12. The method according to any one of claims 9 to 11, characterized in that the ER or DR proteins examined in the method are those which are involved in the pre-mRNA splicing process and / or in the formation of the transcriptosomal complex.

13. The method according to any one of claims 9 to 12, characterized in that the ER protein examined in the method

YT521 or its splice variant is YT521-B.

14. Antibody, which is specific against a protein with glutamic acid / Argmm-rich or aspartic acid / Argimn-rich domain (ER-Protem or DR-Protem).

15. Antibody according to claim 14, characterized in that the ER or DR protein is one which is involved in the pre-mRNA splicing process and / or in the formation of the transcriptosomal complex.

16. Antibody according to claim 14, characterized in that the ER protein YT521 or its splice variant YT521-B

17. Use of an antibody according to one of claims 14 to 16 in a method according to claim 1, a method according to claim 7 or a method according to claim 9.

18. Mammalian cell which is transformed by a DNA which codes for a protein with glutamic acid / Argmm-rich or aspartic acid / Argmm-rich domain (ER-Protem or DR-Protem).

19. Mammalian cell according to claim 18, characterized in that the DNA codes for an ER or DR protein which is involved in the pre-mRNA splicing process and / or in the formation of the transcriptosomal complex.

20. Mammalian cell according to claim 18 or 19, characterized in that the DNA codes for the ER prototype YT521 or its splice variant YT521-B.

21. Mammalian cell according to one of claims 18 to 20, characterized in that the DNA for transformation is merted in a vector suitable for transformation.

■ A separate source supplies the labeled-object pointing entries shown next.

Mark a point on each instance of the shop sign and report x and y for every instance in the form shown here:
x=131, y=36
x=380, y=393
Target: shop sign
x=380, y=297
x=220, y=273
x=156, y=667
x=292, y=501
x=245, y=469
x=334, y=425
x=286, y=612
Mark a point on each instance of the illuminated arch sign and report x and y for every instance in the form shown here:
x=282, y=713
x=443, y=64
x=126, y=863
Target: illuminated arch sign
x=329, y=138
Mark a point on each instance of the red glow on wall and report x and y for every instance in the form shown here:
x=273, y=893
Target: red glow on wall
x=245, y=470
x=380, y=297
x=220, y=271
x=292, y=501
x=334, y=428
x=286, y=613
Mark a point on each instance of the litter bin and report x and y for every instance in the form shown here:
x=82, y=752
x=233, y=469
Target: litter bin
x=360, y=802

22. Mammalian cell according to claim 21, characterized in that a DNA is additionally merted in the vector, which codes for em detection marker protein.

23. mammalian cell according to any one of claims 18 to 22, characterized in that it is of human origin.

24. Use of a mammalian cell according to one of claims 18 to 23, a method for testing therapeutically active substances.

25. Use according to claim 24, characterized in that the tested substances are said to be effective against cancer and / or neurodegenrative disease states.